I think this is overexaggerating things just a tad. I've played enough predatory MTX-riddled mobile games to know what this stuff looks like, and DMC5 is in no way on that level. I'm not in favour of microtractions as a rule, but neither am I in favour of slating an otherwise excellent game for having them if they're unobtrusive.
For clarity's sake, have you actually played the game? Your post sounds like a fairly generalized critique of microtransactions to the degree where I'm sure I've read all of those points before. They're by and large valid in the context of disgusting iOS cash vacuums, but I feel like the context of the game's implementation is being ignored here.
Capcom is offering you something when you're angry/annoyed/frustrated, and most importantly, when you're full of adrenalin and likely to make a silly decision based on emotion and not logic.
If you're reaching the point of being so emotionally frazzled as to buy your way past a hard challenge so you can move on to even harder challenges then you're approaching the game wrong. Character action games are hard by nature, and learning by failure is an expected part of the experience.
And, again, the game gives you enough gold orbs for free that the player is given a decent amount of free revives to reconsider their choice of difficulty before falling into the insidious microtransaction trap that you're trying to paint a picture of here. It doesn't even tell you that buying with real money is an option until you exhaust your supply of in-game currency and attempt to spend more.
It's manipulative.
But even ignoring the manipulation aspect, the bigger issue is the snowball effect.
First it's instant revives to avoid frustration, next thing it's "special" ammo or finishers, next thing you know basic consumables are chargable, etc.
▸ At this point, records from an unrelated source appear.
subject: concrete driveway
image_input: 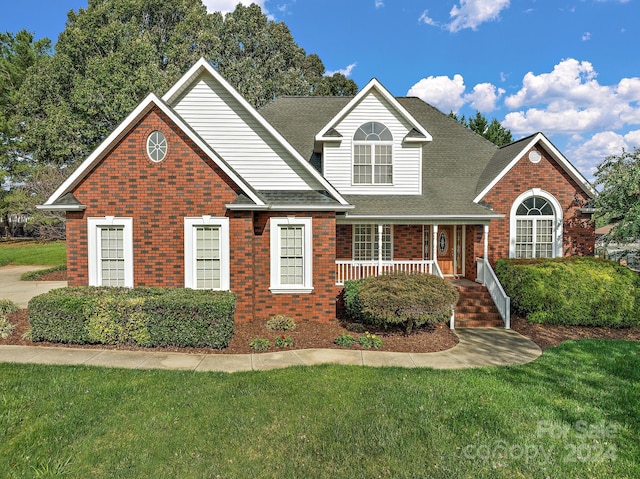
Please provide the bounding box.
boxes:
[0,265,68,308]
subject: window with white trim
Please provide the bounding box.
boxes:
[184,217,230,290]
[353,224,392,261]
[270,217,313,293]
[88,217,133,287]
[514,196,556,258]
[147,130,167,162]
[353,122,393,185]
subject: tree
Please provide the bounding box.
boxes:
[314,72,359,96]
[0,30,51,182]
[16,0,358,170]
[594,147,640,244]
[17,0,222,168]
[449,111,513,146]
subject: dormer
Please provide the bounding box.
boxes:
[315,79,431,195]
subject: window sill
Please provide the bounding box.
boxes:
[269,287,314,294]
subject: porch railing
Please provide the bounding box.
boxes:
[335,260,437,285]
[476,258,510,329]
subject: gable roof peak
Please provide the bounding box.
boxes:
[315,77,432,142]
[474,131,596,202]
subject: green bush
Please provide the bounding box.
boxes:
[28,287,236,348]
[357,332,384,349]
[249,338,270,351]
[265,314,297,331]
[344,273,459,334]
[495,257,640,327]
[0,298,20,316]
[334,333,356,347]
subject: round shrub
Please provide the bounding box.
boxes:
[495,257,640,327]
[344,273,459,334]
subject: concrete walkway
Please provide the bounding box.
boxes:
[0,329,542,372]
[0,265,542,372]
[0,264,68,308]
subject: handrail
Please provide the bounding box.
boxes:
[476,258,510,329]
[432,260,444,279]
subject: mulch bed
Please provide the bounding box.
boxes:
[510,316,640,350]
[1,308,458,355]
[7,270,639,355]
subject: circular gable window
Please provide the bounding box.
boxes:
[147,130,167,162]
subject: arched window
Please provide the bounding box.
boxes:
[353,122,393,185]
[510,191,562,258]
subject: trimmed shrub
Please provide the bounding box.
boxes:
[28,287,236,348]
[344,273,459,334]
[265,314,297,331]
[495,257,640,327]
[0,299,20,339]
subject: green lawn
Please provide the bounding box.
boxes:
[0,241,66,267]
[1,339,638,478]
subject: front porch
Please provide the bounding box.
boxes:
[334,222,510,328]
[335,222,493,284]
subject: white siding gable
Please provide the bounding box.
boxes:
[322,91,422,195]
[171,73,322,191]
This is a slippery slope fallacy. You present no evidence to suggest that this has happened, and the fact that the microtransaction implementation (a.k.a. buying red orbs) is the same as it was in DMC4SE - a game released four years ago - strongly suggests that it hasn't.
I'm all for principle, but when principle overtakes context it's time to step back and take a minute.
The core difference is in the presentation- the game over screen presents you with the same options as the old games, with the addition of using red orbs to revive instead of gold ones. That's as much an accessibility measure as it is a MTX promotion one, because red orbs are readily available in the course of normal gameplay and, as I've mentioned, the game does not tell you that purchasing with real money is an option unless you're skint.